We decline to follow In re Rosen because we do not believe the bankruptcy court in that case properly accounted for the considerable changes to § § 523(a)(5) and 101(14A) occasioned by BAPCPA, and because it relied on the Seventh Circuit's pre-BAPCPA analysis of § 523(a)(5). Rather, we agree with the bankruptcy court's statement in this case that: " [t]he court is left to conclude that the change in [§ § 523(a)(5) and 101(14A) as implemented by BAPCPA] was probably in deliberate response to cases like . . . [In re] Platter and several others which have found obligations in the nature of support still dischargeable, but only because of the narrow language of old § 523(a)(5)." Simply put, Congress broadened the categories of creditors that could take advantage of the § 523(a)(5) exception to discharge in BAPCPA, and Orange County, as a governmental unit, now qualifies for an exception to discharge in this case.

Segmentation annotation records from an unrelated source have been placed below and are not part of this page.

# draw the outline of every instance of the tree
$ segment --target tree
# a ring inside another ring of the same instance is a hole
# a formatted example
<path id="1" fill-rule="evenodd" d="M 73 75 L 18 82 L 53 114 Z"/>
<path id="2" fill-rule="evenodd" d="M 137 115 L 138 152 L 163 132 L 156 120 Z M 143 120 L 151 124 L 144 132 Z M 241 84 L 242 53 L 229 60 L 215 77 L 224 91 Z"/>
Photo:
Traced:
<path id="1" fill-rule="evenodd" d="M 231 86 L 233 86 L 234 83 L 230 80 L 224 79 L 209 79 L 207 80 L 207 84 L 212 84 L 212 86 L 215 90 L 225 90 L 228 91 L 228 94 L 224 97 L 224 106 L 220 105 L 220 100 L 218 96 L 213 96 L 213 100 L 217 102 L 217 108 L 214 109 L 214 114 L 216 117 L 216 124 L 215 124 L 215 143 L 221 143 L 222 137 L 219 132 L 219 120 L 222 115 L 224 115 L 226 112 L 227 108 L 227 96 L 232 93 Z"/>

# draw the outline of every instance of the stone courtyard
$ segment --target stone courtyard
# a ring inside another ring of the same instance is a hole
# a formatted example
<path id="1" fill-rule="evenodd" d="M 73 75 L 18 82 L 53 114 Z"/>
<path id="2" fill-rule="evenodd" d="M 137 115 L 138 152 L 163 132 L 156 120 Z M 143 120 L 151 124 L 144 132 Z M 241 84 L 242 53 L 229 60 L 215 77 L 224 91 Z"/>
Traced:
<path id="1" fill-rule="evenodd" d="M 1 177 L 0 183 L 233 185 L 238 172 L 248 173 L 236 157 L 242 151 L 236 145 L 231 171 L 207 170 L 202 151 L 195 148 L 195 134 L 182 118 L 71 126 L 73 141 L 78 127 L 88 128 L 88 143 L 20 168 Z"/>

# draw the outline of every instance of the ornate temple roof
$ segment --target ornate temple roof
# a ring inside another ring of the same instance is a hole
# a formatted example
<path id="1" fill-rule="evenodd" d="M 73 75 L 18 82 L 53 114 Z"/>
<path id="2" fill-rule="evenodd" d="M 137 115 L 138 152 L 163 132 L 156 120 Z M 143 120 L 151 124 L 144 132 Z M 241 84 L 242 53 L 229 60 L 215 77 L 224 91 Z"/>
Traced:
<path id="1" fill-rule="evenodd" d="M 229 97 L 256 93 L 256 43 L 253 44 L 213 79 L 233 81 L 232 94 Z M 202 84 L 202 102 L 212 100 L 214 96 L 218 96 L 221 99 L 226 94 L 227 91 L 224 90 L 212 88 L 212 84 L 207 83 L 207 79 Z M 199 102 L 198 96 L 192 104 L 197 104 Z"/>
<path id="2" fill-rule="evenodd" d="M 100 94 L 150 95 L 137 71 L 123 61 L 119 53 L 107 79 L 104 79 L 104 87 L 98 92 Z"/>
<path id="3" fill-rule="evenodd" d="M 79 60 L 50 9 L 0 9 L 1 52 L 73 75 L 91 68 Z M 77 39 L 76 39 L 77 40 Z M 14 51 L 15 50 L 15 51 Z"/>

Because of the intervention of BAPCPA, we are not bound to apply our pre-2005 case law deciding that a debt owed to a county for the expenses of incarcerating the debtor's child is discharged in bankruptcy. See Ball v. Payco-General Am. Credits, Inc. (In re Ball), 185 B.R. 595, 597 (9th Cir. BAP 1995) ( " We will not overrule our prior rulings unless a Ninth Circuit Court of Appeals decision, Supreme Court decision or subsequent legislation has undermined those rulings." ). Instead, by applying the plain language of amended § 523(a)(5) and new § 101(14A), we conclude that the debt Debtor owes to Orange County is excepted from discharge as a domestic support obligation. We therefore AFFIRM the order of the bankruptcy
court denying Debtor's motion to hold Orange County in contempt for violating the discharge injunction.